Gunther Siegmund Stent, whose work on bacteriophages helped establish the foundations of molecular biology, died on June 12 of pneumonia.

"He was a very remarkable guy. It's hard for any one person to get a full appreciation of what he's done because his interests were so broad," said David Weisblat a molecular and cell biologist at the University of California, Berkeley, and a postdoc with Stent in the late 1970s. Over the course of his life, Stent studied molecular biology, neurobiology, developmental biology, as well as the philosophy of science, consciousness. He was always driven towards the "next frontier," in science, said Weisblat.

Stent was greatly influenced by Max Delbruck, who won the Nobel Prize in Physiology or Medicine in 1969 for his work demonstrating that bacterial resistance is caused by random mutation rather than adaptive change. Stent completed his PhD in physical chemistry at the University of Illinois in 1948, and after reading about Delbruck's research, did a postdoc with him at Caltech. He moved to University of California, Berkeley, in 1952 as an assistant research biochemist and became a full professor in 1959. He was part of the "phage group," a close-knit group of scientists that met to discuss DNA and early genetics during the 1950s and 1960s.

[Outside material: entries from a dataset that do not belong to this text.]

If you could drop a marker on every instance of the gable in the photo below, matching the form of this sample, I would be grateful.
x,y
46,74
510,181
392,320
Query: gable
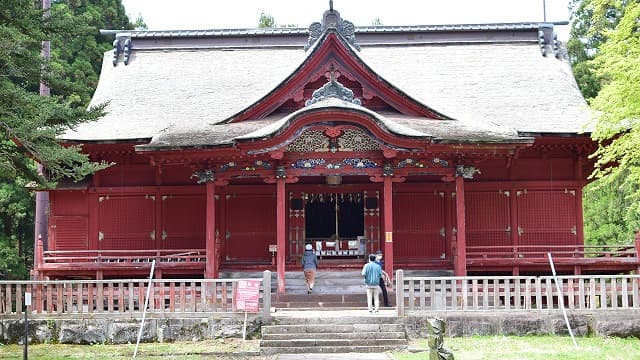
x,y
331,57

The group revolved around Delbruck and included James Watson and Francis Crick.

Stent applied radioactive phosphorus to a bacteriophage to study how the radioactive decay affected the viral DNA. "Through careful measurements of this decay and the decrease in viral infectivity, Gunther provided important data validating the Watson and Crick structure of DNA," Michael Botchan, co-chairman of the department of molecular and cell biology at the UC Berkeley told The New York Times.

"He wasn't the most successful of that molecular biology group by a long shot," said Weisblat, but "He loved the argument and the stimulation it generated, and the conversation." His "love of ideas and fascination with probing things" was the reason why "all of these hot shots enjoyed his company," Weisblat told The Scientist.

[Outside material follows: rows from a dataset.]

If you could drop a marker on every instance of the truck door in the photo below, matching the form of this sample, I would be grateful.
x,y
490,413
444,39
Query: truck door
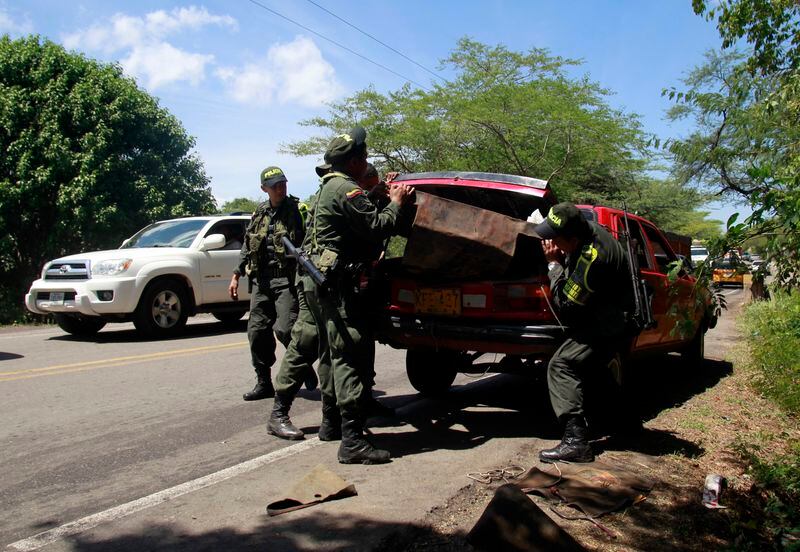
x,y
216,266
676,297
656,280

He wrote his now famous book, Molecular Biology of Bacterial Viruses, in 1963. The updated version entitled Molecular Genetics: An Introductory Narrative sold more than 25,000 copies, in was translated into four languages, according to the New York Times.

In the early 1970s, Stent began studying the nervous system following a stint working with neurobiologist John Nichols at Harvard. "One of his most-cited papers was a proposed model for how learning takes place at the synapses of nerve cells," Weisblat told UC Berkeley News. He later turned his focus to neural development, attempting to define how activity of individual neurons affected behavior.

Throughout his life as an experimental scientist, Stent "had an overriding passion for philosophy" and analysis of the human impulses, said Weisblat. Having survived Nazi Germany in Berlin, Stent self-published a book in 1998 entitled, "Nazis, Women and Molecular Biology: Memoirs of a Lucky Self-Hater." "He was remarkably self critical," said Weisblat.

Stent is survived by his second wife, Mary Ulam, his son Stefan Stent and who stepsons Alexander and Joseph Ulam. His first wife, Inga Loftsdottir Stent, died in 1993.